GIAMPIERO MUGHINI/ “Quella volta che mia moglie voleva sbattermi in testa un candelabro…” (Vieni da me)

Giampiero Mughini a Vieni da me: “Figli? Non saprei fare il genitore”. E sulla moglie Michela rivela alcuni aneddoti…

14.01.2019, agg. alle 15:47 - Silvana Palazzo
Giampiero Mughini e la moglie a Vieni da me

Michela, moglie di Giampiero Mughini, a Vieni da me ha scherzato sul loro rapporto. «È un bonaccione, ma si infiamma anche con me qualche volta». La conduttrice Caterina Balivo ha infatti riproposto le immagini di alcuni momenti nei quali il giornalista si è “infervorato in tv”. E allora Mughini racconta un aneddoto, suscitando le risate del pubblico in studio. «Una volta voleva sbattermi in testa un candelabro, io la fermai ma non per me, per il candelabro». Ma si parla anche di un altro aspetto del suo carattere: Mughini non invita a casa più di sei persone perché non può ospitarne di più. Una volta però suonò al citofono a sorpresa l’amico Franco Moretti con il fratello Nanni, diventato poi celebre regista. «Mi presero in controtempo, non sapevo dove mettere il settimo… Me ne vergogno ancora», ammette Mughini. E poi aggiunge: «Nanni e Franco sono due pianeti diversi. Hanno meno comunicazione di quanta ne abbia io con te. Franco è una delle persone più intelligenti che conosca». (agg. di Silvana Palazzo)
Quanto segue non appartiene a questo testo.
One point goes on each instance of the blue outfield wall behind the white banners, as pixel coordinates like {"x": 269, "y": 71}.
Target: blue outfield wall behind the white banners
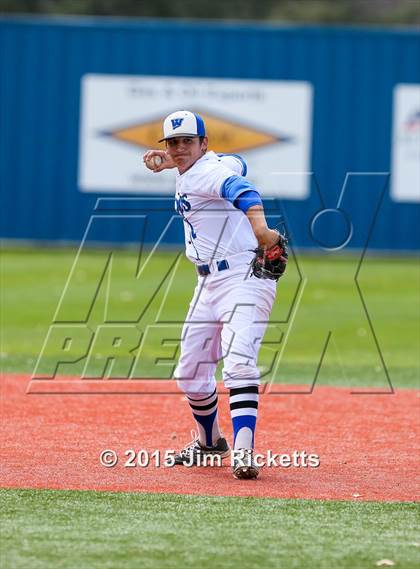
{"x": 353, "y": 72}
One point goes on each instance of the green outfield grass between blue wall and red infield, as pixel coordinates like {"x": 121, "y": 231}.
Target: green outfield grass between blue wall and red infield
{"x": 326, "y": 299}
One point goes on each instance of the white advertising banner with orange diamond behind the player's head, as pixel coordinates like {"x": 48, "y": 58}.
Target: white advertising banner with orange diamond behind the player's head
{"x": 268, "y": 123}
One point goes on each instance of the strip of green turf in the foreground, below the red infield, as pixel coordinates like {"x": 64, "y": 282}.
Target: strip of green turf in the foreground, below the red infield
{"x": 108, "y": 530}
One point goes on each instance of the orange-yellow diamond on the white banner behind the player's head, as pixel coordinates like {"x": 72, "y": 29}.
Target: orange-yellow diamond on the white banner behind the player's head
{"x": 225, "y": 136}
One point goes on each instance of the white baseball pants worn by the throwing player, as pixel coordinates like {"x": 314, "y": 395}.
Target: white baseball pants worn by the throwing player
{"x": 227, "y": 319}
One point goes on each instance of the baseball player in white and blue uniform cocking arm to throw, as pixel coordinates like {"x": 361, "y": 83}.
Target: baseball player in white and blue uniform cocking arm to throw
{"x": 224, "y": 227}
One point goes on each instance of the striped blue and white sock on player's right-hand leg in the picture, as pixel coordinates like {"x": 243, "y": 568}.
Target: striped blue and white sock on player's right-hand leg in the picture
{"x": 243, "y": 411}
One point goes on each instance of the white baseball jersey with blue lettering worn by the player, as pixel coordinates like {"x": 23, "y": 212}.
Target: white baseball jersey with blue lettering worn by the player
{"x": 214, "y": 228}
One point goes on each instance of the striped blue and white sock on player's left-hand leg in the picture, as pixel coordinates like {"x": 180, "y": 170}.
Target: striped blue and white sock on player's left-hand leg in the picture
{"x": 204, "y": 408}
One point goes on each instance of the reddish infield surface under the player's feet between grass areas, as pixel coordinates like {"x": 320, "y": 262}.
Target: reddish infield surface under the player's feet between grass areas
{"x": 367, "y": 444}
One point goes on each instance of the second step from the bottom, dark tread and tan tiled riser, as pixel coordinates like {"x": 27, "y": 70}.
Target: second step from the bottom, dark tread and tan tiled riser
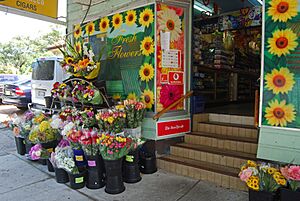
{"x": 213, "y": 155}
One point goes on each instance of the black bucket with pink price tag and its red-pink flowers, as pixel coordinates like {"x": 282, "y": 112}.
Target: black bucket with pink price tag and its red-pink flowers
{"x": 95, "y": 166}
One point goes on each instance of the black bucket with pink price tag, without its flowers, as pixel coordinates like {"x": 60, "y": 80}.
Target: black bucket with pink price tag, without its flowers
{"x": 95, "y": 174}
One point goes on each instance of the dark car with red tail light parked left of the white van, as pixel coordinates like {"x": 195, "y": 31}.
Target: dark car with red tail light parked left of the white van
{"x": 18, "y": 93}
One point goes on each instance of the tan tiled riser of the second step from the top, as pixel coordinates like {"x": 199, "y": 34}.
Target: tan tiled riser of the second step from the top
{"x": 227, "y": 130}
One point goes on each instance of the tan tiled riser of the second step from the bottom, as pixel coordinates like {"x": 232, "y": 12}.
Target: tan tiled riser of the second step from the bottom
{"x": 209, "y": 157}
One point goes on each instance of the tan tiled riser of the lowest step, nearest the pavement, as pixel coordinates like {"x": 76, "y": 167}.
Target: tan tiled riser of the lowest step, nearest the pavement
{"x": 196, "y": 173}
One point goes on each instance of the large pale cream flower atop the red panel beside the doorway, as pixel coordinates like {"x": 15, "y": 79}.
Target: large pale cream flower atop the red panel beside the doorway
{"x": 169, "y": 21}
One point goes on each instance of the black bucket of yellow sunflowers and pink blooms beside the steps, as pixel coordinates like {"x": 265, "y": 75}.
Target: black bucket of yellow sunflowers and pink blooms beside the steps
{"x": 263, "y": 181}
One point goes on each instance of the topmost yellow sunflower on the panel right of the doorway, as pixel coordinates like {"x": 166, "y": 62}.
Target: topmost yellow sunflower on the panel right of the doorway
{"x": 283, "y": 10}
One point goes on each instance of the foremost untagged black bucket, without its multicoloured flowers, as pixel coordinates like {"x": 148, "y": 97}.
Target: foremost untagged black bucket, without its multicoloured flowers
{"x": 114, "y": 180}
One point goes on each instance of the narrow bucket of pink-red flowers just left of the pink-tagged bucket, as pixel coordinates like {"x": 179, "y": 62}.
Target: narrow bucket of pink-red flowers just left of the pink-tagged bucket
{"x": 73, "y": 137}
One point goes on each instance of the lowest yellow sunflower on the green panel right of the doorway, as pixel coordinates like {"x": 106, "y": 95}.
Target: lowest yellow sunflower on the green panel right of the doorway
{"x": 279, "y": 113}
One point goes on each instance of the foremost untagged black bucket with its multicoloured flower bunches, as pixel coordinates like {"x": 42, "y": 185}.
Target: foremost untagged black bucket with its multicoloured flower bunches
{"x": 113, "y": 148}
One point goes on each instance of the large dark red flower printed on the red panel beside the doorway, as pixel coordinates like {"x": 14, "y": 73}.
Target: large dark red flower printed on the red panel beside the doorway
{"x": 169, "y": 94}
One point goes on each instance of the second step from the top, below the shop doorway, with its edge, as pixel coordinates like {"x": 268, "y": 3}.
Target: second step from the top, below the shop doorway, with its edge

GIAMPIERO MUGHINI A VIENI DA ME

Giampiero Mughini si racconta a Vieni da me svelando aspetti inediti della sua vita privata, a partire dalla sua famiglia. «I miei si separarono quando avevo 7-8 anni. All’epoca vivere solo con una madre era inedito. Un po’ mi vergognavo», ha confessato il giornalista e scrittore. Da Caterina Balivo ha approfondito anche il rapporto con suo padre, che era stato fascista. «Una volta mi disse che mia madre stava frequentando un altro uomo. Io avevo 13 anni e gli dissi che era nel suo pieno diritto». Giampiero Mughini parla della sua adorazione per suo padre, anche se non gli ha mai detto di volergli bene. «Da ragazzo ero di un antifascismo smisurato, quindi scrissi degli squadristi ignobili. Mi disse che ne faceva parte, anche se non era vero, per darsi delle aree. Mi aspettavo una filipicca allucinante invece non mi disse nulla». Non mancano aneddoti sugli studi: «Mio padre non aveva bisogno che gli dicessi chissà cosa. Gli portai una pagella che aveva solo un 7 come voto più basso…». Non era molto concreto, a differenza dei suoi fratelli: «E infatti io ho avuto la casa più piccola, perché ci avevo messo di più a laurearmi, ma lo trovo sacrosanto».

“FIGLI? NON SAPREI FARE IL GENITORE”

A Vieni da me si parla anche di figli, che Giampiero Mughini non ha avuto. «Non ne ho mai desiderati. Penso sia un mestiere molto difficile (quello del genitore, ndr), bisogna saperlo fare. Io penso che non avrei saputo farlo, che potevo solo badare a me stesso», la spiegazione a Caterina Balivo. Ovviamente ha parlato della sua passione per la Juventus: «Ho amato la Juventus dall’età di 11 anni. Fu una scelta casuale: amai le figurine di Boniperti e Buccinelli. Per loro ho amato la Juventus ed è stata la scelta più importante della mia vita. Pensa se fossi stato interista. Poveretti…». E sulla vicenda relativa alle accuse di stupro a Cristiano Ronaldo aggiunge: «In queste vicende la verità è difficile da raggiungere. Come fai a dire anni dopo che in quell’incontro uno ha fatto violenza? Questa vicenda non ci dice nulla. Si può dire chiaramente quando si va oltre?». A proposito invece della sua carriera da giornalista: «Ho imparato a battere a macchina in piedi perché ero piccolo. Credo di essere stato uno dei più veloci in Europa. Non ho mai accettato budget, ho sempre contrattato il mio compenso. La tv è venuta molto dopo. Non sono andato in tv per fare il cretino, ma per fare Mughini». In studio entra la moglie Michela Pandolfi, a cui è legato da 28 anni: «Non mi dispiacerebbe farne altri 28. Lei è soffice come una piuma».